Odio mi trabajo

Pienso en lo aséptico de la oficina en la que me encuentro y me doy cuenta de que me he infectado. La ausencia de creatividad y colectividad se propaga por mis tejidos aprovechando el caudal de mis venas, formando burbujas de deshumanización que podrían derivar en embolia.

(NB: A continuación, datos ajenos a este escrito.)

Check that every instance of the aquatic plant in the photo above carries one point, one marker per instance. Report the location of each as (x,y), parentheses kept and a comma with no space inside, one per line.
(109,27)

Atiendo llamadas. A veces tengo tiempo entre ellas y hago una lista de los pros y contras de estar aquí sentada.

Pros:

    • He aprendido tantas maneras de hablar del tiempo atmosférico que ya no me da miedo entablar conversación con una persona adulta (adulta de verdad)
    • Puedo coger galletas de la nevera de los jefes cuando el candado está abierto

Contras (además de que odio mi trabajo):

    • Las conversaciones con personas adultas (adultas de verdad)
    • El candado de la nevera de los jefes casi siempre está cerrado

Los primeros meses fueron los más duros porque a todas horas me abordaban sentimientos de rabia, pasmo y negación tras haberme encontrado de sopetón con lo insatisfactorio, lo mecánico, lo infértil de (este?) trabajo -soy consciente de que esta situación me ocurre ahora porque nunca antes tuve que trabajar para pagarme los estudios, por lo que doy las gracias cada día-. Mi frente chocó (pero un choque que no es divertido, un choque que no es el de la primera vez que estás en la cama de la chica que te gusta, éste te deja clavada en el -mal- sitio) con la afirmación aplastante e inmovilizante de que ya está, esto es todo para lo que te habías estado preparando y no es algo temporal, vas a dedicarte a esto el resto de tu vida, a no ser que salgas corriendo y renuncies a toda posibilidad de estabilidad económica y, por tanto, vital. Y el discurso solía finalizar con un sonando en estéreo que cargaba con el doble de su peso en escepticismo. Durante estos meses me repetía que no podía ser cierto el que toda la población asalariada se hubiese acostumbrado a lo mutilador de trabajar tantas horas como se trabajan, en pos de un beneficio que, a fin de cuentas, nunca es el del pueblo, ni siquiera el de uno mismo. Porque incluso quienes trabajan de manera independiente terminan abocados a sucumbir a los ritmos frenéticos del mercado, con el desgaste físico y psíquico que esto supone.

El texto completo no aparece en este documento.